But despite that frightening possibility, we go on with our business knowing that it's unlikely that we'll ever encounter or communicate with someone who may have read our private conversations.

Unfortunately for a few Seattle teens, they personally dealt with their digital voyeur. Repeatedly.

Gawker's Valleywag blog broke the story of David Barksdale, a 27-year-old Google engineer who was fired for breaking the company's protocol on privacy, as well as making inappropriate threats toward at least four minors. While working as a site reliability engineer, Barksdale met the kids through a technology group and struck up a friendship. According to Valleywag, he spied on their Google accounts without consent, tapped Google Voice call logs, and threatened to call the girlfriend of a 15-year-old boy after retrieving her name and number.

Barksdale was also accused of quoting a kid's private instant message from a transcript he accessed and even went so far as to unblock himself from a Gtalk buddy list after a teen tried to cut communication with the creepy stalker.

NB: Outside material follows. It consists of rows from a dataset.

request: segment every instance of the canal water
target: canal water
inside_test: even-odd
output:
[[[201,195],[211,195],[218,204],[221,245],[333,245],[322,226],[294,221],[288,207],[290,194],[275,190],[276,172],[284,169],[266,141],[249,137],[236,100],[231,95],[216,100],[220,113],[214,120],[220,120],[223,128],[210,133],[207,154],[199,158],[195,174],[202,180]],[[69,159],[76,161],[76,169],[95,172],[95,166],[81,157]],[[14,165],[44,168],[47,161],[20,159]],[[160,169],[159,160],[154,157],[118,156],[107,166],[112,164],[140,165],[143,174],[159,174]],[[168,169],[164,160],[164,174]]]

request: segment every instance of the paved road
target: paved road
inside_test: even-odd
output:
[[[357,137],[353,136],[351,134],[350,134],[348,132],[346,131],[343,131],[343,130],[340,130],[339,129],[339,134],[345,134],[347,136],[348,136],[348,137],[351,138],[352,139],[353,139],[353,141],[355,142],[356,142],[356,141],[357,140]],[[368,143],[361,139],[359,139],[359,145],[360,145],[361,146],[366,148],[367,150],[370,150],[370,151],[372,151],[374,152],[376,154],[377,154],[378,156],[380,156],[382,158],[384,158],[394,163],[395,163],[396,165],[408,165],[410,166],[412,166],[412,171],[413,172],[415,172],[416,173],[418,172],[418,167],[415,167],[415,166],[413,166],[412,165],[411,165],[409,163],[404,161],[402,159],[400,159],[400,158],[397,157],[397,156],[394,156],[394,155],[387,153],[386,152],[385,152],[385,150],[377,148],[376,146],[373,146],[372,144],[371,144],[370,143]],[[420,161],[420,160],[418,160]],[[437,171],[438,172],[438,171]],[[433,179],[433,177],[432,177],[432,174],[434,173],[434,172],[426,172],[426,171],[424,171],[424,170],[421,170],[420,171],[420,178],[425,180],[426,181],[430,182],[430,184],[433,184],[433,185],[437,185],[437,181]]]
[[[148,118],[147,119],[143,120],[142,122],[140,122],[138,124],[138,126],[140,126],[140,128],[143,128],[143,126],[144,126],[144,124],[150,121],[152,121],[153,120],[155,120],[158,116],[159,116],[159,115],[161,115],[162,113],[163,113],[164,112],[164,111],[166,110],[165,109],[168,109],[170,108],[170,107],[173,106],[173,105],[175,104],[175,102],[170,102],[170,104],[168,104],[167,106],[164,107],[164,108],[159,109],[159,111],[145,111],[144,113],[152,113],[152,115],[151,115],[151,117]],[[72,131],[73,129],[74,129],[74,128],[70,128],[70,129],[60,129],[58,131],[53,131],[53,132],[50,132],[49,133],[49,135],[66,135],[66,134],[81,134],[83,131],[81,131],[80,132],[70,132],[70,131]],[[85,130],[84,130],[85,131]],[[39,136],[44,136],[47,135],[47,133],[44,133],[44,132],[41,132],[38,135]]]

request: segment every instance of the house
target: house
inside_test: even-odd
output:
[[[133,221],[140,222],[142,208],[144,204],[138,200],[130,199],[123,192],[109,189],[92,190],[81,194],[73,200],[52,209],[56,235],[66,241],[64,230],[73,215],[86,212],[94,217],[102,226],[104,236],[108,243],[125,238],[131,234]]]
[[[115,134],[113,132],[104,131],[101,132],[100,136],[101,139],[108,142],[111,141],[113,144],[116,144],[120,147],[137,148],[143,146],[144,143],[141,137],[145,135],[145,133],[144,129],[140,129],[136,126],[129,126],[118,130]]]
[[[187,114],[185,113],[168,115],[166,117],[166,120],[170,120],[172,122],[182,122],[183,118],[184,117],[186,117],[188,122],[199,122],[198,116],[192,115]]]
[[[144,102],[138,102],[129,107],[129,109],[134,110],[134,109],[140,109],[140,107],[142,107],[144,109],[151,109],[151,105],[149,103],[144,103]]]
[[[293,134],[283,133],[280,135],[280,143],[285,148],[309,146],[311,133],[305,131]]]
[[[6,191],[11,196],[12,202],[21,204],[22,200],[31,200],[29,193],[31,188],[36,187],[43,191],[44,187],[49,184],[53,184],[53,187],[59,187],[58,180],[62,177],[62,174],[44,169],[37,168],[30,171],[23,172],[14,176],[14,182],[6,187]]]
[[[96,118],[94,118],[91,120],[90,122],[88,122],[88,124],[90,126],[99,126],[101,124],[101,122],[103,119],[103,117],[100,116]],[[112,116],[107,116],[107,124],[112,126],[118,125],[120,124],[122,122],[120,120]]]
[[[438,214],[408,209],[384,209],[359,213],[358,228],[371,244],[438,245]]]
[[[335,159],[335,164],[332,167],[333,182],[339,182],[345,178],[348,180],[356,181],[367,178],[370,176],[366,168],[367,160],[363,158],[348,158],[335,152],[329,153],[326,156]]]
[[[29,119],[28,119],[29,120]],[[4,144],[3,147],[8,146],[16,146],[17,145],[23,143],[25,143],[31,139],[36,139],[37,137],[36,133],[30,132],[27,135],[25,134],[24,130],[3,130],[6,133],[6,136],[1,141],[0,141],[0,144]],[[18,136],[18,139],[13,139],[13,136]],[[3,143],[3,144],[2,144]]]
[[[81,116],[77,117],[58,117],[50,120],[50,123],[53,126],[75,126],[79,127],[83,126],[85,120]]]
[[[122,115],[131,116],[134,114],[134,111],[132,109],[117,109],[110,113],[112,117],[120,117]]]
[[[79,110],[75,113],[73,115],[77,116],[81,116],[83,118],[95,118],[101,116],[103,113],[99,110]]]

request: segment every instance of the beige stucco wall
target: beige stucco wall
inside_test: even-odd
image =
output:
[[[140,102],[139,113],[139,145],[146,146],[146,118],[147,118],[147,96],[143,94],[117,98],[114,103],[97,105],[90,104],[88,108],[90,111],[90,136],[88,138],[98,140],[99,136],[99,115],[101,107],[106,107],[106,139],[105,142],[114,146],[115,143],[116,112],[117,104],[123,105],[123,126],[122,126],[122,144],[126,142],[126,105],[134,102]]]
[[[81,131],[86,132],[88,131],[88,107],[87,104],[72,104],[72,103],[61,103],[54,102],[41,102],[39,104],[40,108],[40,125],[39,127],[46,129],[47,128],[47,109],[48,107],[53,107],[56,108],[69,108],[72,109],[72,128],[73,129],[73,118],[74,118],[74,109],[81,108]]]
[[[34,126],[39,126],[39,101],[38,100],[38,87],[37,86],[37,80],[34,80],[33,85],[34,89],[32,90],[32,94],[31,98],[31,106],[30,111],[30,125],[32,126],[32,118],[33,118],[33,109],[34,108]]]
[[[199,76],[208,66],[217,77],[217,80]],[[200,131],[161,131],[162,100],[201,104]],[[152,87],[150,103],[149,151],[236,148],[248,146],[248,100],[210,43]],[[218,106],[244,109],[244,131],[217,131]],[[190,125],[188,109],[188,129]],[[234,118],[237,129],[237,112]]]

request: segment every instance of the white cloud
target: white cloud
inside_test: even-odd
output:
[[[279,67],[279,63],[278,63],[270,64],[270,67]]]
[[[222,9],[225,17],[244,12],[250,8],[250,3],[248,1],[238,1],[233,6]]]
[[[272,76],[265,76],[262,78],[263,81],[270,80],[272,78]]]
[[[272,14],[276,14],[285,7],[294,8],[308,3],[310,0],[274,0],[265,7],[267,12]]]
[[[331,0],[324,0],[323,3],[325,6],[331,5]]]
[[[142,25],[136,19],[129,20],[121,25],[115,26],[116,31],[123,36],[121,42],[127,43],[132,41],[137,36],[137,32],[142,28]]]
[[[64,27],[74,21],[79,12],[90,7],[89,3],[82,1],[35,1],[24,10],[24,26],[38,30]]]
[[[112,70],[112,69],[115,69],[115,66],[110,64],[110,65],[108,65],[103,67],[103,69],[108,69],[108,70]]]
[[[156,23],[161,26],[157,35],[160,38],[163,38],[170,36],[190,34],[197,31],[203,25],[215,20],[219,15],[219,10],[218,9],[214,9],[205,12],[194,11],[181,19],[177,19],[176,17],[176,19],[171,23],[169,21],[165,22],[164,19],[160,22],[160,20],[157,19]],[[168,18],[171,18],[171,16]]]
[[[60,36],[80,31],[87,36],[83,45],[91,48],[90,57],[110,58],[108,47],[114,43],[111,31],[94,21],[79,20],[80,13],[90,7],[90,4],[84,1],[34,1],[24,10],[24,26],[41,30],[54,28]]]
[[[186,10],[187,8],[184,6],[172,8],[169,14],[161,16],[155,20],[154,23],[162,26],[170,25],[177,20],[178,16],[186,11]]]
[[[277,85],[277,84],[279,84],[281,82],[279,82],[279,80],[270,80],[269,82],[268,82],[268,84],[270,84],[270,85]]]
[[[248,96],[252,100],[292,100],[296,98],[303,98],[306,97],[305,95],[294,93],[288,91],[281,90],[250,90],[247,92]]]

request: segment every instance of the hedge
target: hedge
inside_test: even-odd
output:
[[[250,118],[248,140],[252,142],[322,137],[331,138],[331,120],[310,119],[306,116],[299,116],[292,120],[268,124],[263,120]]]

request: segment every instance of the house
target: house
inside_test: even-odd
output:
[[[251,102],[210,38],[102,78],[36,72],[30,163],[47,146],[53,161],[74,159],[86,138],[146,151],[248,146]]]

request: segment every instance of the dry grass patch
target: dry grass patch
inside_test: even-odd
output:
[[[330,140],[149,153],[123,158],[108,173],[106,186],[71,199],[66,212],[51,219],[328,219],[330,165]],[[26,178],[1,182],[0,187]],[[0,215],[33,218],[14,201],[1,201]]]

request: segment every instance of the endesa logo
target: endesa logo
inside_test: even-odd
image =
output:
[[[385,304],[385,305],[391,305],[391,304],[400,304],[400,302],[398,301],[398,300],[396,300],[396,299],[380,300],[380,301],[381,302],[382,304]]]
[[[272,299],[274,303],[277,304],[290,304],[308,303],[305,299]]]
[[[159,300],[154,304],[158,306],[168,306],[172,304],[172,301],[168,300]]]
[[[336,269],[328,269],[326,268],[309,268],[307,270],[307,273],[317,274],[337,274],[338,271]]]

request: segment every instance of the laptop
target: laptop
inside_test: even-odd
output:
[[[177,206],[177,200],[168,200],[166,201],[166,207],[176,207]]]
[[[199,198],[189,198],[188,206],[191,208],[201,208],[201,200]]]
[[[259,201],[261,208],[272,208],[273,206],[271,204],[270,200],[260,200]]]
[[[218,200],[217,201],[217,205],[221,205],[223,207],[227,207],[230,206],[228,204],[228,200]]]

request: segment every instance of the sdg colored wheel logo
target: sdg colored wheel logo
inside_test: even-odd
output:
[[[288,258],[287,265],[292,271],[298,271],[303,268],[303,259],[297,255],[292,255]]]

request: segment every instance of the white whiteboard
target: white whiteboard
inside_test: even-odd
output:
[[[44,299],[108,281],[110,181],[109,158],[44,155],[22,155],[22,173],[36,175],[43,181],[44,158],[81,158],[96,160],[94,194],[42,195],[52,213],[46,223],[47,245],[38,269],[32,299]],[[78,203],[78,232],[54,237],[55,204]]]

Valleywag's source explained that while the relationship evolved into Unlawful Entry territory, there didn't seem to be anything sexual in nature. Nevertheless, Google rightfully sprung into action after being alerted to Barksdale behavior and promptly fired him on the spot. In a statement, Google's senior vice president of engineering, Bill Coughran said:
We dismissed David Barksdale for breaking Google's strict internal privacy policies. We carefully control the number of employees who have access to our systems, and we regularly upgrade our security controls -- for example, we are significantly increasing the amount of time we spend auditing our logs to ensure those controls are effective. That said, a limited number of people will always need to access these systems if we are to operate them properly -- which is why we take any breach so seriously.
Still, it doesn't make up for the fact that anyone had to feel violated by that weird 27-year-old longhair.